No. The Earth has enough resources for every person to live with dignity. The real problem is that a handful of billionaires own as much wealth as the poorest half of humanity.
The distribution of public goods needs to evolve from flourishing for the few to flourishing for all.
Most people see poverty as a shortage problem. Not enough land. Not enough food. Not enough homes. Not enough energy. But that framing hides the deeper truth. Humanity is not simply struggling because the Earth failed to provide. We are struggling because our systems currently reward greed.
A handful of billionaires now own as much wealth as the poorest half of humanity. That fact alone should stop us in our tracks. It reveals something structurally broken, not just unfortunate. When so much wealth gathers at the top while billions live with insecurity, hunger, poor housing, or no reliable care, the problem is not individual failure. It is a civilization-level distribution failure.
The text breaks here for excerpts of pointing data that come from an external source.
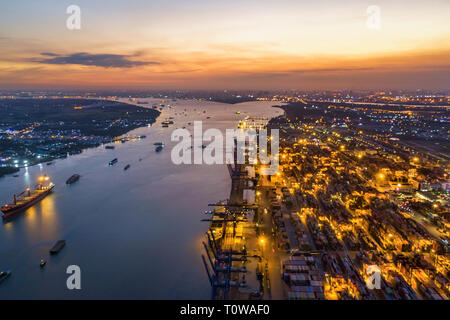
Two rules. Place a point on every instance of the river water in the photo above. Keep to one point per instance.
(135, 234)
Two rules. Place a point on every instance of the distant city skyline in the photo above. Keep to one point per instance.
(194, 45)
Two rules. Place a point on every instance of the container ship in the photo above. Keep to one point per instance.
(28, 198)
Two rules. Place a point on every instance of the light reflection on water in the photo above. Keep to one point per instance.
(135, 233)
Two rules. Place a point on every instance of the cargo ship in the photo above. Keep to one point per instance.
(73, 178)
(28, 198)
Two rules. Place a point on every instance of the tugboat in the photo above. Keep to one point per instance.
(4, 275)
(28, 198)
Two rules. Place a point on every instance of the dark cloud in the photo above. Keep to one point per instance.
(49, 54)
(99, 60)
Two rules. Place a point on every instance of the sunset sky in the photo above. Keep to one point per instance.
(209, 44)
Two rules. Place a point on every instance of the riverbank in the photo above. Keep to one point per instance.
(34, 131)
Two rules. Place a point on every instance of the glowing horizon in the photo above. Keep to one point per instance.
(233, 45)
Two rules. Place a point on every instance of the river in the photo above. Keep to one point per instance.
(135, 234)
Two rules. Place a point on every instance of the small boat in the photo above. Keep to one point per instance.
(73, 178)
(58, 246)
(4, 275)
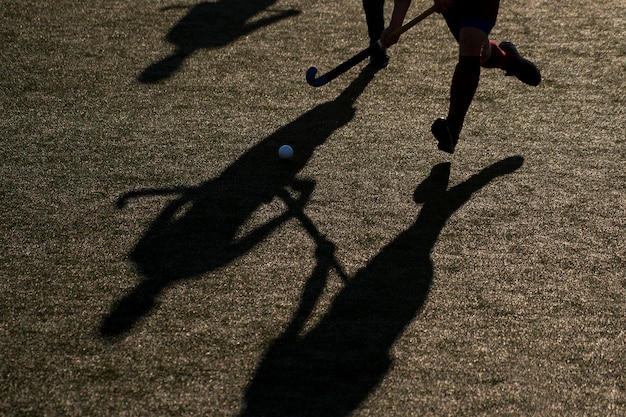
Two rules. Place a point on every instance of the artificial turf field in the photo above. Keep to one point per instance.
(158, 259)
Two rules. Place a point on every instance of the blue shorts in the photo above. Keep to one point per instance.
(479, 14)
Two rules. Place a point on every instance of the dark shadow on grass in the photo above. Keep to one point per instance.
(330, 370)
(198, 231)
(210, 25)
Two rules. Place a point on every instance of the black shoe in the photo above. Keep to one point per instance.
(446, 136)
(522, 69)
(379, 58)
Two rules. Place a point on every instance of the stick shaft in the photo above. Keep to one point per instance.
(351, 62)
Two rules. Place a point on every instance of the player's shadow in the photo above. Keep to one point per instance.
(197, 232)
(210, 25)
(331, 369)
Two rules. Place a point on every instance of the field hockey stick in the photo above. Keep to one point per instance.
(345, 66)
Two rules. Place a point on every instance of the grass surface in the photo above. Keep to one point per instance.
(157, 258)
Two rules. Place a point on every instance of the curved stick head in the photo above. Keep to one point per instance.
(315, 82)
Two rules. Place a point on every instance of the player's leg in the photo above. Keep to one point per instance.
(375, 19)
(470, 23)
(505, 56)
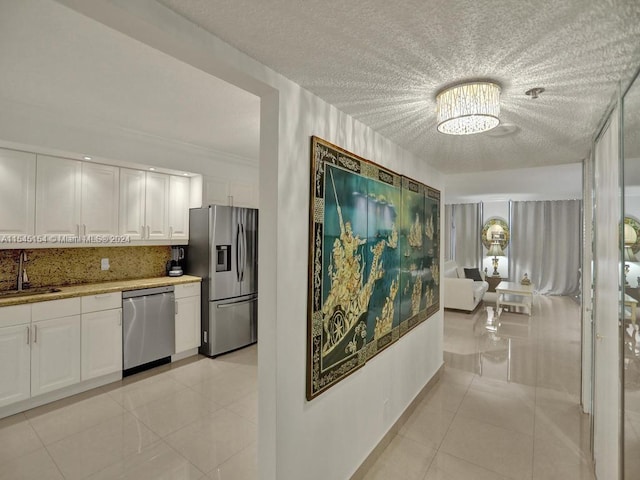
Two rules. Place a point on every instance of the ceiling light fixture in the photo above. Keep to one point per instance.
(534, 92)
(468, 108)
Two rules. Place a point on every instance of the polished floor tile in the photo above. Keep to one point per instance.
(507, 403)
(96, 448)
(175, 411)
(151, 425)
(153, 462)
(52, 422)
(17, 438)
(448, 467)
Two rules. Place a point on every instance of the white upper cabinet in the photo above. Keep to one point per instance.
(215, 192)
(58, 195)
(179, 207)
(100, 185)
(17, 192)
(157, 206)
(146, 205)
(243, 194)
(132, 203)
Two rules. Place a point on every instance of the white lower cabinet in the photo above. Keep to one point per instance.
(101, 343)
(187, 316)
(55, 354)
(15, 364)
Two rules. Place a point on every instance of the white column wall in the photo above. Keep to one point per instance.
(329, 437)
(607, 388)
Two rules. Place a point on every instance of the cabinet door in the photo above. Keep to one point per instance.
(58, 196)
(132, 193)
(157, 206)
(18, 187)
(14, 364)
(179, 207)
(55, 354)
(100, 186)
(101, 343)
(187, 323)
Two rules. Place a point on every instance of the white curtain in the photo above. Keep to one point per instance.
(465, 232)
(545, 244)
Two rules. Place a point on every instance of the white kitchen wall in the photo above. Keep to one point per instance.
(329, 437)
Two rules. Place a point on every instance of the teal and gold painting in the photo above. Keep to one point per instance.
(358, 231)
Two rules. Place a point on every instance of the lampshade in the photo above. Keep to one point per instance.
(629, 256)
(468, 108)
(495, 250)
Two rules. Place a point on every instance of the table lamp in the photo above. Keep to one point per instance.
(495, 251)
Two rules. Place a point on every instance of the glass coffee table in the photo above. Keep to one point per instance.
(515, 295)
The Earth has enough resources for every person to live with dignity: food, shelter, basic energy, healthcare, education, and connection. And we have enough resources to reward effort, ambition, risk, and talent, while still allowing luck to shape different lives. We even have room for some billionaires. The problem is not that nature failed to provide enough. The problem is how we distribute, waste, hoard, and prioritize those resources. We do not lack the ability to care for one another. We lack the will, structure, and moral clarity to make dignity the baseline.